La courbure du flot peut-elle permettre de résoudre le 16e problème de Hilbert ?



Le laboratoire LSIS de l’Université de Toulon accueille le Professeur Valéry Gaiko qui travaille à la résolution d’un des derniers grands défis mathématiques du vingtième siècle. Ce directeur de recherche biélorusse s’intéresse à la méthode de courbure du flot développée par Jean-Marc Ginoux, chercheur au LSIS.

En août 1900, David Hilbert, un des plus grands mathématiciens du XXe siècle, présentait une liste de 23 problèmes qui devait marquer à jamais le cours des mathématiques. Plus d’un siècle plus tard, certains ont été résolus mais la plupart d’entre eux restent encore sans solution.

C’est notamment le cas du 16e problème sur lequel travaille le Pr. Valéry Gaiko, directeur de recherches dans le domaine des systèmes dynamiques à l’Académie des Sciences de Minsk. Plus précisément, sur la 2e partie de ce problème qui pose la question du nombre maximal et de la position mutuelle des cycles limites de Poincaré (orbites périodiques isolées) pour une équation différentielle polynomiale plane de degré donné. En d’autres termes, il s’agit d’établir une relation (algébrique) entre le degré n du polynôme et le nombre maximum de cycles limites que l’équation différentielle peut posséder.

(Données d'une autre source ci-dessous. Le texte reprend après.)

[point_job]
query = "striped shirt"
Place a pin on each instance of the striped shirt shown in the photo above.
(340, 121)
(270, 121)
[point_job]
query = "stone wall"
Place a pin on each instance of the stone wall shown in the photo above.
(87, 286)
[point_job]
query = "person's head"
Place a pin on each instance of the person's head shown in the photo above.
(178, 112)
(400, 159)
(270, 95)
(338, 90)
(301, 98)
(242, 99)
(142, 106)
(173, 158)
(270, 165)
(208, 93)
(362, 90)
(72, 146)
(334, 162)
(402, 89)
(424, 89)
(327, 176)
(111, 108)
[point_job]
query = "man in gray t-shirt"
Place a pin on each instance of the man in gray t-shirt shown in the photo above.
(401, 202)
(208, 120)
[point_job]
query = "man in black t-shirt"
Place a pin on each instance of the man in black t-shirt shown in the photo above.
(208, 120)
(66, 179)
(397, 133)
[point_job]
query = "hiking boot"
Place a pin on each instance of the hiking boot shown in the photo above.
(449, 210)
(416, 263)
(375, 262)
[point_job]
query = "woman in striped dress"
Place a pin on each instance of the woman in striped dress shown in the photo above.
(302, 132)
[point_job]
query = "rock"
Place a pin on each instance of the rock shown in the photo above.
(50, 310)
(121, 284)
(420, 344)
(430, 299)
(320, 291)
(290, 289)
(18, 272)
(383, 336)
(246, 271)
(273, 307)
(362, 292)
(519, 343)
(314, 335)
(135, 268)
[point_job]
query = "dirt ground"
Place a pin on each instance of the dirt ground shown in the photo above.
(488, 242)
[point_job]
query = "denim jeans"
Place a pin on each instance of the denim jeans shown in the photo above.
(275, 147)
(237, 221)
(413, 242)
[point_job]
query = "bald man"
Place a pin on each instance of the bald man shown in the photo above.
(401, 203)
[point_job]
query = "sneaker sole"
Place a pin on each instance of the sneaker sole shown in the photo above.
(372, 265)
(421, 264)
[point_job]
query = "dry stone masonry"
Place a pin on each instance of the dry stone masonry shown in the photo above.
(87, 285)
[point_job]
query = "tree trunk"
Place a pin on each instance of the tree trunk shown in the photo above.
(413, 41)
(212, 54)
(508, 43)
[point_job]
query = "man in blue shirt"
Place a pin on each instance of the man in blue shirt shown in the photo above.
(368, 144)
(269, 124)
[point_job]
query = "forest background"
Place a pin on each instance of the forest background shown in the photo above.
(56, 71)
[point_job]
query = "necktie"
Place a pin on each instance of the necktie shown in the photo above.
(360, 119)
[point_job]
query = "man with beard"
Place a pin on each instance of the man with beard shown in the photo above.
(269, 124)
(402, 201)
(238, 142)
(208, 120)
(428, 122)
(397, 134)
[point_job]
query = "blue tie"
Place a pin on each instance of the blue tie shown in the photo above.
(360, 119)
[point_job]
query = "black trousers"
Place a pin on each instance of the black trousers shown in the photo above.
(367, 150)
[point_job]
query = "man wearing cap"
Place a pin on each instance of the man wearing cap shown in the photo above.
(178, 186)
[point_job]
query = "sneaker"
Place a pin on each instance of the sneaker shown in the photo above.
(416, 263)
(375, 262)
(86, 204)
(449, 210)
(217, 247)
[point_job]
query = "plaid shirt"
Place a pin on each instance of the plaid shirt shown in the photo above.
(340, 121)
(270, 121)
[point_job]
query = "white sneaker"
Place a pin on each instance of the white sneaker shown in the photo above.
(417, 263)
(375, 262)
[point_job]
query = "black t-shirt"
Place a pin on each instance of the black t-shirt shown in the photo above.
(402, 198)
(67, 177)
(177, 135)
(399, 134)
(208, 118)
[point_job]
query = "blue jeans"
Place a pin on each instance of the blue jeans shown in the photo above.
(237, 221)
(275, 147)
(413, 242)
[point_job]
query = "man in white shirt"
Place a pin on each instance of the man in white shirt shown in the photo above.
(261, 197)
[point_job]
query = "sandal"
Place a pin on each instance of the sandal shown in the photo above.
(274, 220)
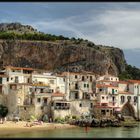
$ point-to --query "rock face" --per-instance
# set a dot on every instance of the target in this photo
(62, 55)
(16, 27)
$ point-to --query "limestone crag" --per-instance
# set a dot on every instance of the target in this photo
(62, 55)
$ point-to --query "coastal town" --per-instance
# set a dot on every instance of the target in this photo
(30, 92)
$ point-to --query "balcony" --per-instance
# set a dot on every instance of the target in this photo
(62, 107)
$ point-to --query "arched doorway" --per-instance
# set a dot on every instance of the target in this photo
(128, 110)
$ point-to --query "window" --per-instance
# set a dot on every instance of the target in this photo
(128, 98)
(84, 85)
(91, 78)
(76, 86)
(91, 105)
(41, 90)
(28, 80)
(38, 100)
(30, 89)
(122, 99)
(83, 78)
(16, 79)
(113, 98)
(112, 91)
(135, 99)
(103, 112)
(76, 95)
(51, 81)
(0, 80)
(19, 100)
(45, 100)
(100, 89)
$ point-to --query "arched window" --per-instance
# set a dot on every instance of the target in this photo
(135, 99)
(122, 99)
(19, 100)
(129, 98)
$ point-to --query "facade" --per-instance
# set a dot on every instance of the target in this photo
(27, 91)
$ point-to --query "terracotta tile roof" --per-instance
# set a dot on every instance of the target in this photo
(3, 75)
(78, 73)
(123, 82)
(102, 86)
(19, 68)
(134, 81)
(20, 84)
(103, 106)
(58, 94)
(123, 92)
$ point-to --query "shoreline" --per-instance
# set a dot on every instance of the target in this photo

Les systèmes dynamiques sont généralement utilisés pour modéliser l’évolution de phénomènes physiques, biologiques, économiques… au moyen d’équations différentielles. Considérons par exemple, le cas d’un modèle prédateurs-proies : lorsque le nombre de prédateurs est très faible, le nombre de proies croît et entraîne ainsi une augmentation du nombre de prédateurs qui se nourrissent des proies. Mais, à mesure que le nombre de prédateurs croît, le nombre de proies diminue de plus en plus jusqu’à ce qu’il n’y ait plus suffisamment de proies pour permettre la croissance des prédateurs. Leur nombre redevient alors très faible et l’évolution cyclique peut ainsi recommencer. Dans cet exemple, l’existence d’un cycle limite correspond mathématiquement à l’existence de cette évolution cyclique biologique.

Courbure du flot

Au début des années 1920, « le mathématicien Henri Dulac a néanmoins prouvé que le nombre de cycles limites que peut posséder une équation différentielle polynomiale est nécessairement fini, relève le Pr. Valéry Gaiko. Cependant, on ne sait toujours pas aujourd’hui relier leur nombre au degré du polynôme, ni préciser la manière avec laquelle ils sont distribués dans le plan de phase de Poincaré ».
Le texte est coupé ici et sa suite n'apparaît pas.